Recensies en Artikelen

"This volume is a fine example of what the material turn in historical studies can produce. All of the essays are framed as historical rather than theoretical projects and proceed by historicizing materiality within the coordinates of time and place. The prose is uniformly clear and lends the book to classroom use. Readers will benefit from the authors’ careful attention to the material characteristics of the artifacts and practices they study. All of the essays teach in one way or another that matter matters. What things are made of, how they are made, and how people used them come to the fore to demonstrate the difference that the material turn makes in historical work."
- David Morgan, Duke University, Renaissance Quarterly, Volume LXXIV, No. 2, 2021

Religious Materiality in the Early Modern World

De onderstaande tekst is niet beschikbaar in het Nederlands en wordt in het Engels weergegeven.
This collection of essays offers a comparative perspective on religious materiality across the early modern world. Setting out from the premise that artefacts can provide material evidence of the nature of early modern religious practices and beliefs, the volume tests and challenges conventional narratives of change based on textual sources. Religious Materiality in the Early Modern World brings together scholars of Catholic, Protestant, Jewish, Islamic and Buddhist practices from a range of fields, including history, art history, museum curatorship and social anthropology.
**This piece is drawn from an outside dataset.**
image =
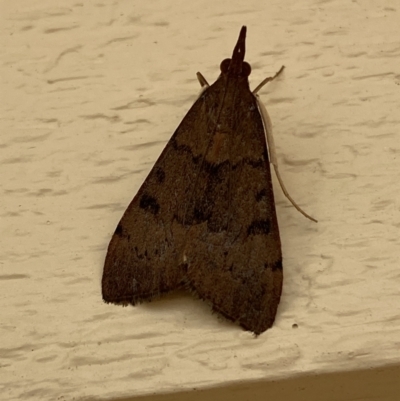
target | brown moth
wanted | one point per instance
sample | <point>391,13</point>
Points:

The result is an unprecedented account of the wealth and diversity of devotional objects and environments, with a strong emphasis on cultural encounters, connections and exchanges.
Redacteuren

Suzanna Ivanic

Suzanna Ivanic is Lecturer in Early Modern European History at the University of Kent. Her research focuses on religion and material culture in central Europe and she has published on religious material culture and on travelogues in early modern Bohemia. She is currently working on a monograph on the religious materiality of seventeenth-century Prague.

Mary Laven

Mary Laven is Professor of Early Modern History at the University of Cambridge. While she has published on many different aspects of religion, her recent work has focused especially on the material culture of devotion. In 2017, she co-curated the exhibition, Madonnas and Miracles: The Holy Home in Renaissance Italy at the Fitzwilliam Museum.

Andrew Morrall

Andrew Morrall is Professor of Early Modern Art and Material Culture at the Bard Graduate Center, New York. He has written widely on the visual and material culture of the Reformation and, most recently, on urban craft productions and the Kunstkammer. His publications include Jörg Breu the Elder: Art, Culture and Belief in Reformation Augsburg.